Des millions de personnes dans le monde sont aujourd'hui protégées de maladies comme la fièvre jaune, dorment sous des moustiquaires pour se prémunir du paludisme et prennent des médicaments contre le SIDA. Malgré tout, il est difficile d'évaluer les effets des coûteux programmes de santé dirigés par l'ONU et ses partenaires, qui dans certains cas peuvent même se révéler contreproductifs, selon les nouvelles études.
Essayer de montrer que des campagnes de santé ont effectivement permis de sauver des vies est "un dilemme scientifique très difficile", affirme Tim Evans, de l'Organisation mondiale de la santé (OMS), qui a contribué à l'un des deux rapports.
Dans l'une des études, les chercheurs de l'OMS ont examiné l'impact de plusieurs initiatives de santé au cours des 20 dernières années. Ils ont constaté certains progrès, comme un diagnostic accru des cas de tuberculose et des taux de vaccination plus élevés. Mais ils ont également conclu que certains programmes de l'ONU étaient néfastes pour les systèmes de santé en Afrique en perturbant les services sanitaires de base locaux et en conduisant certains pays à réduire leurs dépenses de santé.
Dans l'autre étude, Chris Murray, de l'université de Washington, et ses collègues ont étudié l'évolution des dépenses consacrées à la santé publique dans les pays pauvres au cours des deux dernières décennies: elles sont passées de 5,6 milliards de dollars en 1990 à 21,8 milliards en 2007. Une grande partie de cet argent provient des budgets publics des pays occidentaux.
Les chercheurs ont découvert que les dons n'allaient pas forcément en priorité aux pays qui ont les plus gros besoins. L'Ethiopie et l'Ouganda ont ainsi reçu plus d'argent que le Nigeria, le Pakistan et le Bangladesh alors que la situation sanitaire dans ces trois pays est plus mauvaise.
Les experts estiment que, dans certains cas, l'ONU a soutenu des systèmes de santé défaillants. "Si vous avez des Etats corrompus, aucune aide au développement ne sera suffisante pour y remédier", affirme Elizabeth Pisani, une spécialiste du SIDA et ex-employée de l'ONU.
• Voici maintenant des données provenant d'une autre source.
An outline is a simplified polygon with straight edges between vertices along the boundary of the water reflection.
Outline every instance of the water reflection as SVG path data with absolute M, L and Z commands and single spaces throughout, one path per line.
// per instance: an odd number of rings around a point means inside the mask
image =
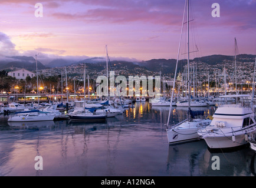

L'équipe de M. Murray a également découvert qu'au moins 23 cents allaient au SIDA pour chaque dollar versé au profit des pays pauvres. Et ce alors que le SIDA est la cause de moins de 4% des décès dans le monde.
"Les financements de la santé mondiale tendent à aller vers le groupe de pression qui crie le plus fort, le SIDA étant un exemple caractéristique", souligne Philip Stevens, du Réseau de politique internationale, un groupe de réflexion basé à Londres.
Dans l'étude de l'OMS, les chercheurs admettent que l'on ignore si les campagnes sanitaires répondent aux besoins les plus pressants des pays pauvres. L'OMS reconnaît qu'un changement est nécessaire, mais assure également avoir besoin de davantage d'argent et qu'une baisse des dons mettrait en danger la vie de nombreux enfants.
Les agences de l'ONU, les universités et d'autres organismes travaillant sur la santé publique prélèvent en général de 2% à 50% des dons pour leurs "frais de fonctionnement" avant que l'argent n'atteigne les pays dans le besoin.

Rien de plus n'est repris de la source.